One thing that is fascinating of Zeniff’s account of his journey is how it tweaks or inverts the Exodus story from the Bible. In the biblical account, Israel is brought back to its land of inheritance and ordered to destroy all of the inhabitants of the land. By refusing to do so fully, they invoke the wrath of God and they are continually provoked to sin. The people convert them to pagan faiths and corrupt true worship of God.
The ruler on the journey similarly wants to destroy the Lamanites and take back the land. But here, there is a twist. Zeniff sees much good among them. Perhaps because of their common brotherhood, Zeniff sees their humanity. And so, he fights back against their destruction.
Zeniff’s faith in the Lamanites and their potential to come to Christ pays off in big ways later in the Book of Mormon. In a few generations many among them would be converted to God. Zeniff teaches that we should see the divine potential in others and trust is God to transform those who seem at first glance irredeemable.

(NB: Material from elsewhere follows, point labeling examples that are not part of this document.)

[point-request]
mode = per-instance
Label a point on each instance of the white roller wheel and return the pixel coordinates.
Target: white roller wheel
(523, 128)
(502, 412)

1 I, Zeniff, having been taught in all the language of the Nephites, and having had a knowledge of the land of Nephi, or of the land of our fathers’ first inheritance, and having been sent as a spy among the Lamanites that I might spy out their forces, that our army might come upon them and destroy them—but when I saw that which was good among them I was desirous that they should not be destroyed.
2 Therefore, I contended with my brethren in the wilderness, for I would that our ruler should make a treaty with them; but he being an austere and a blood-thirsty man commanded that I should be slain; but I was rescued by the shedding of much blood; for father fought against father, and brother against brother, until the greater number of our army was destroyed in the wilderness; and we returned, those of us that were spared, to the land of Zarahemla, to relate that tale to their wives and their children.